Because when you open file for writing
result = open(path, 'w') # open file handle for write
you just erase it content. Try to write in different file and after all work done replace old file with new one. Or read all data into memory and then process it and write to file.
with open(path) as f:
data = f.read()
with open(path, 'w') as f:
for l in data:
# make job here
first of all you are reading an writing the same file ...
you could first read it all and the write line by line
with open(path,'r') as f:
myfile = f.read() # read everything in the variable "myfile"
result = open(path, 'w') # open file handle for write
for line in myfile.splitlines(): # process the original file content 1 line at a time
# as before
I strongly recommend reading python's documentation on how to read and write files.
If you open an existing file in write-mode open(path, 'w'), its content will be erased:
mode can be (...) 'w' for only writing (an existing file with the same name will be erased)

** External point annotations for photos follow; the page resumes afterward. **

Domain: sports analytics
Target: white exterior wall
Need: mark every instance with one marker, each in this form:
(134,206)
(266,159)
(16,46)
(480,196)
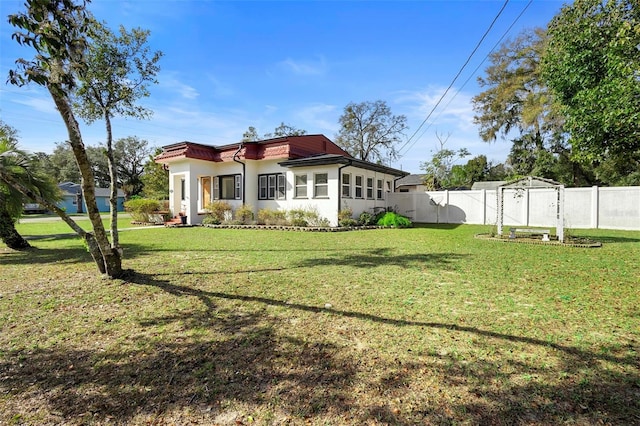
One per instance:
(608,208)
(365,204)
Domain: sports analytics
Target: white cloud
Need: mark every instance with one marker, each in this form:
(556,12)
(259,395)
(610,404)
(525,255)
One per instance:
(305,67)
(44,105)
(455,109)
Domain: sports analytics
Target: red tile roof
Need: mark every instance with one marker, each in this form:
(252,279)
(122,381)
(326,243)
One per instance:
(286,148)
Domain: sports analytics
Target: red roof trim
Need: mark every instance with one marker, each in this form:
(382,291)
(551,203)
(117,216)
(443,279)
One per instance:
(285,148)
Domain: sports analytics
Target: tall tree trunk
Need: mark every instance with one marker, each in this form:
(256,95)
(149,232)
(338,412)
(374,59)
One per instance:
(92,245)
(113,199)
(111,257)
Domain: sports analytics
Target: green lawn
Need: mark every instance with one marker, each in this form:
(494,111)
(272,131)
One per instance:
(419,326)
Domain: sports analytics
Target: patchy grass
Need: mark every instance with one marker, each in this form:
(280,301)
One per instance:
(417,326)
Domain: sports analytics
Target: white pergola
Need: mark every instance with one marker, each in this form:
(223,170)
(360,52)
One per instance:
(534,182)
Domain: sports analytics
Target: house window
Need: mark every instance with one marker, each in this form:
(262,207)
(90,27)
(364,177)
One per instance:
(205,183)
(358,186)
(272,187)
(370,188)
(301,186)
(346,185)
(321,185)
(238,187)
(230,187)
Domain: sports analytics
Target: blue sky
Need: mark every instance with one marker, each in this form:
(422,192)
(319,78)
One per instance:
(231,65)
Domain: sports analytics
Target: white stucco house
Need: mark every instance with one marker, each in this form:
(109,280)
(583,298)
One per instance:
(293,172)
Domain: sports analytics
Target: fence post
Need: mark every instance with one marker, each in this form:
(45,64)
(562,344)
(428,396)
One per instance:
(595,207)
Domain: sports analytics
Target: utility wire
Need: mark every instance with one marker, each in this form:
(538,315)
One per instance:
(477,68)
(455,78)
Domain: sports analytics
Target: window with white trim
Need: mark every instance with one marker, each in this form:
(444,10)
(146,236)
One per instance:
(370,188)
(321,185)
(346,185)
(230,187)
(358,186)
(272,186)
(205,192)
(301,186)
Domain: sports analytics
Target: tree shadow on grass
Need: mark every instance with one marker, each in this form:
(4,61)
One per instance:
(385,257)
(76,253)
(250,360)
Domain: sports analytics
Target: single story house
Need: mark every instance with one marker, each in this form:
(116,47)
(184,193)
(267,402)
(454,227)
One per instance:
(293,172)
(72,193)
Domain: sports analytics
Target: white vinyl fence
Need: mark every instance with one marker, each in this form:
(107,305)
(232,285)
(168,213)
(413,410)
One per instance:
(594,207)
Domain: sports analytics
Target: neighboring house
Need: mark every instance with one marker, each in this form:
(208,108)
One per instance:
(294,172)
(72,194)
(411,183)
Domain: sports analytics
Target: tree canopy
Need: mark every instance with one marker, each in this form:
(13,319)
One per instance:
(58,32)
(19,169)
(369,131)
(517,105)
(251,135)
(592,65)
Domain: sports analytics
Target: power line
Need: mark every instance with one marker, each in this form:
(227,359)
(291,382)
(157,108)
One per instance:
(478,67)
(454,79)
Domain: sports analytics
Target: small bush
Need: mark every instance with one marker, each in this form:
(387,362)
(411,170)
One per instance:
(216,212)
(210,220)
(345,218)
(272,217)
(141,208)
(394,220)
(244,214)
(366,219)
(313,218)
(297,217)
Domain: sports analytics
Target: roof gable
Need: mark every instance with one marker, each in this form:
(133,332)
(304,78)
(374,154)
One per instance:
(289,147)
(335,159)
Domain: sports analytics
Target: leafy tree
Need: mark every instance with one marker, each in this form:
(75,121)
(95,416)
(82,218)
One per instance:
(57,30)
(251,135)
(517,103)
(516,99)
(18,167)
(131,154)
(283,130)
(476,170)
(370,132)
(592,65)
(118,69)
(155,179)
(440,172)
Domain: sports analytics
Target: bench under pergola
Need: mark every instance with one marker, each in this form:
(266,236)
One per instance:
(525,184)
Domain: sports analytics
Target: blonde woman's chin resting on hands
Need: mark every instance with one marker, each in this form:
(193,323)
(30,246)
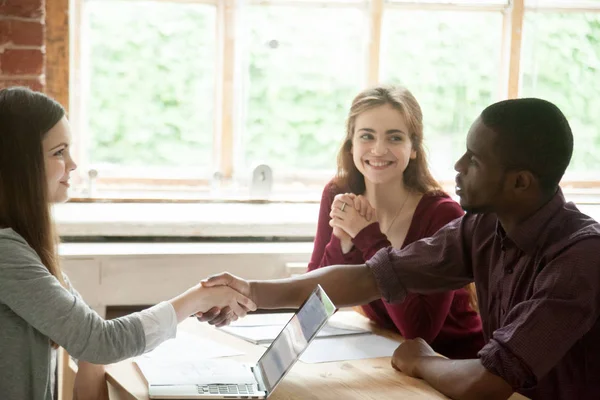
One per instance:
(351,214)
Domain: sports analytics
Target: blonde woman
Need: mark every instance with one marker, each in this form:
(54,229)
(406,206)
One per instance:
(384,195)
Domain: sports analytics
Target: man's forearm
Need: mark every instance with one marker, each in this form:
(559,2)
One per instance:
(462,379)
(346,285)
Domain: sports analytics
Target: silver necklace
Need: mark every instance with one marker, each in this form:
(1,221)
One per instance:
(396,216)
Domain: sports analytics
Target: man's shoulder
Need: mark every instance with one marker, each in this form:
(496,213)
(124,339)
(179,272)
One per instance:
(571,225)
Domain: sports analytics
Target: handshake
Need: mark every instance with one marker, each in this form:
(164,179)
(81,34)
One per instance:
(223,298)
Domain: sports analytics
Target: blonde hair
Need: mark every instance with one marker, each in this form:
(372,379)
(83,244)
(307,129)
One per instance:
(417,175)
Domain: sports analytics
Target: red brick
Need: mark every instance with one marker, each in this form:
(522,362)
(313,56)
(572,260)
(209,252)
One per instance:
(21,62)
(33,84)
(21,33)
(25,33)
(22,8)
(5,31)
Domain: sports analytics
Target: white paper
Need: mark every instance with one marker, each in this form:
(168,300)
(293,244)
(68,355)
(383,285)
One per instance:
(187,359)
(346,348)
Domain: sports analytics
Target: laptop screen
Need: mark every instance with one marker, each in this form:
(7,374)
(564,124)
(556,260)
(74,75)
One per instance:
(295,337)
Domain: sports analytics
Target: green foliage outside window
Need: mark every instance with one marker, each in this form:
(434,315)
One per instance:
(151,95)
(561,63)
(152,79)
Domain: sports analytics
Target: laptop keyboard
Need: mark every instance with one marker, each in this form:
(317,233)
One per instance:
(226,389)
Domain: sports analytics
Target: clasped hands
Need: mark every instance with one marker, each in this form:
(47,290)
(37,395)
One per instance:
(350,214)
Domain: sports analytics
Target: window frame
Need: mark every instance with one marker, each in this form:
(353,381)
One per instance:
(64,72)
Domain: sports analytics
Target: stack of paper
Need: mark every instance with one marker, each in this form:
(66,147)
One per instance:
(182,361)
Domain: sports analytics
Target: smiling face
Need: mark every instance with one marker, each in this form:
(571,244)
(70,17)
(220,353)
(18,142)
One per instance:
(381,145)
(57,160)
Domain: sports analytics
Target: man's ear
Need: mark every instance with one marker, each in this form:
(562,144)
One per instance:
(524,180)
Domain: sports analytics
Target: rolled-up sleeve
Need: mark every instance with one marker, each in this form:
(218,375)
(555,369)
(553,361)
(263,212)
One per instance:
(538,332)
(434,264)
(159,323)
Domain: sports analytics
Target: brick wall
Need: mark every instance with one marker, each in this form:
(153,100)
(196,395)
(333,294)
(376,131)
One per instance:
(22,38)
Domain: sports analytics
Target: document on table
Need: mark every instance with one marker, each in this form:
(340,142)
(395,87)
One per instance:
(182,361)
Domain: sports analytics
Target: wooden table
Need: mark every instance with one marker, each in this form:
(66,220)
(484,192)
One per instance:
(357,379)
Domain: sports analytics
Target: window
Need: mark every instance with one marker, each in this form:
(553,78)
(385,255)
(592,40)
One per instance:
(450,61)
(150,74)
(561,63)
(305,64)
(182,99)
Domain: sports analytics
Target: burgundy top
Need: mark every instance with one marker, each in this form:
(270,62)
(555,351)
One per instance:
(538,290)
(445,320)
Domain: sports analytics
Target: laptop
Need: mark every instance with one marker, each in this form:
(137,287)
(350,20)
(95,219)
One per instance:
(262,378)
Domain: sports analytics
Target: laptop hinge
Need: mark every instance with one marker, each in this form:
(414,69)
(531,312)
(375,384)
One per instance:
(259,378)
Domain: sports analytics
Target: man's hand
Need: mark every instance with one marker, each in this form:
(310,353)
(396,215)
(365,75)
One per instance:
(407,355)
(221,317)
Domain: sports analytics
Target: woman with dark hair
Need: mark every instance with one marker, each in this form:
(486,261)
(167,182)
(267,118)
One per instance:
(384,195)
(39,309)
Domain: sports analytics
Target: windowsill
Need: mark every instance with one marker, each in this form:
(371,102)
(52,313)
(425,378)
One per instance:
(287,220)
(206,220)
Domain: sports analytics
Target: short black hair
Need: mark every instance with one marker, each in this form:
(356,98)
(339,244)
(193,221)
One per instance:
(534,135)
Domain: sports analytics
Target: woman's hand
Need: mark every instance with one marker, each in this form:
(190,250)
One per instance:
(200,299)
(90,382)
(225,297)
(351,213)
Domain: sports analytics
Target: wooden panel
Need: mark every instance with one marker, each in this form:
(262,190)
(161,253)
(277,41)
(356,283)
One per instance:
(224,145)
(375,18)
(57,50)
(515,48)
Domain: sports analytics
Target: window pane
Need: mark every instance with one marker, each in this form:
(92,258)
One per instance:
(451,62)
(456,2)
(561,63)
(151,83)
(305,65)
(562,3)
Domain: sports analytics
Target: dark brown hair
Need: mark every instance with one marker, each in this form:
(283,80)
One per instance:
(417,175)
(25,119)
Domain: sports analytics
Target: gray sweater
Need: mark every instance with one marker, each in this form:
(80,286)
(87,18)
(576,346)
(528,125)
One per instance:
(35,308)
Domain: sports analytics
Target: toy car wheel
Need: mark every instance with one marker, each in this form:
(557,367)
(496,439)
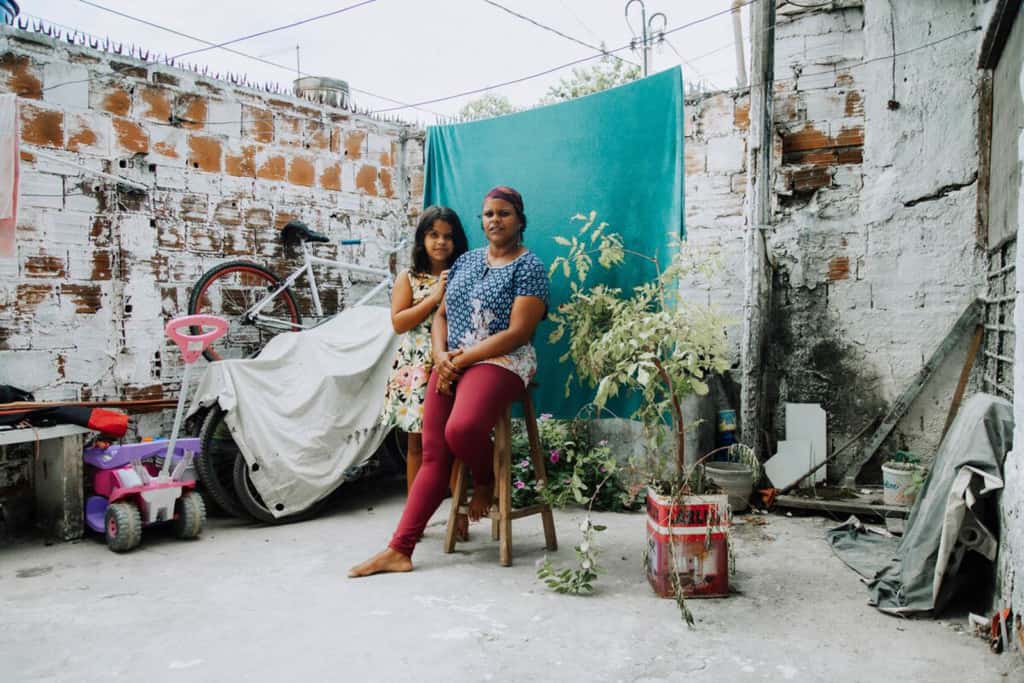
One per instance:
(189,515)
(123,526)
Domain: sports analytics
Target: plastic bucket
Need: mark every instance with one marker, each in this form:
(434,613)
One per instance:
(734,479)
(894,483)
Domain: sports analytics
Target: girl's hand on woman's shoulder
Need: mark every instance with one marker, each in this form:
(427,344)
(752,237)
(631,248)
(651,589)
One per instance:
(437,292)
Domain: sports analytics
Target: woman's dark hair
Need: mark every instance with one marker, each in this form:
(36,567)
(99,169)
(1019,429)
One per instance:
(421,260)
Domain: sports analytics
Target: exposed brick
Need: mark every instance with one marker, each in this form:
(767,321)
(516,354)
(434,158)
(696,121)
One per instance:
(366,179)
(171,233)
(102,261)
(839,268)
(192,110)
(301,171)
(353,143)
(45,266)
(30,296)
(243,164)
(88,132)
(331,177)
(227,213)
(808,138)
(272,168)
(42,127)
(87,298)
(116,100)
(851,156)
(205,238)
(130,135)
(854,103)
(850,136)
(131,71)
(239,241)
(166,79)
(811,178)
(258,217)
(257,124)
(385,175)
(205,154)
(23,78)
(155,103)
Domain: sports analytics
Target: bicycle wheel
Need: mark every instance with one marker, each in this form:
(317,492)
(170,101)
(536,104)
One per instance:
(215,464)
(253,503)
(229,291)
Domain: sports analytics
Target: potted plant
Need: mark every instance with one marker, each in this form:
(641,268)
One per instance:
(902,477)
(652,342)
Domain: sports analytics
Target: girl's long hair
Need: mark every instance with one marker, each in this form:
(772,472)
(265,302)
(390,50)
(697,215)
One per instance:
(421,260)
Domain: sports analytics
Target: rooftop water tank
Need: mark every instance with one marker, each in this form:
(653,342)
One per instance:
(327,90)
(8,10)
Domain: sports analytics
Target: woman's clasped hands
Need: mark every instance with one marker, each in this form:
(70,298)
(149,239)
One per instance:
(448,371)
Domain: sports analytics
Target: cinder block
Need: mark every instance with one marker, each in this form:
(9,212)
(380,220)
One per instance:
(66,85)
(726,155)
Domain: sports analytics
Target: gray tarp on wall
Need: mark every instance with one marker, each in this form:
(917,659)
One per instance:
(953,514)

To replace a line in python you can have a look at this: Search and replace a line in a file in Python
Here is one the solutions provided there adapted to your context (tested for python3):
from tempfile import mkstemp
from shutil import move
from os import close
def test(filepath, command):
# Split command into key/value
key, _ = command.split('=')
matched_key = False
# Create a temporary file
fh, tmp_absolute_path = mkstemp()
with open(tmp_absolute_path, 'w') as tmp_stream:
with open(filepath, 'r') as stream:
for line in stream:
if key in line:
matched_key = True
tmp_stream.write(command + '\n')
else:
tmp_stream.write(line)
if not matched_key:
tmp_stream.write(command + '\n')
close(fh)
move(tmp_absolute_path, filepath)
Note that with the code above every line that matches key (key=blob or blob=key) will be replaced.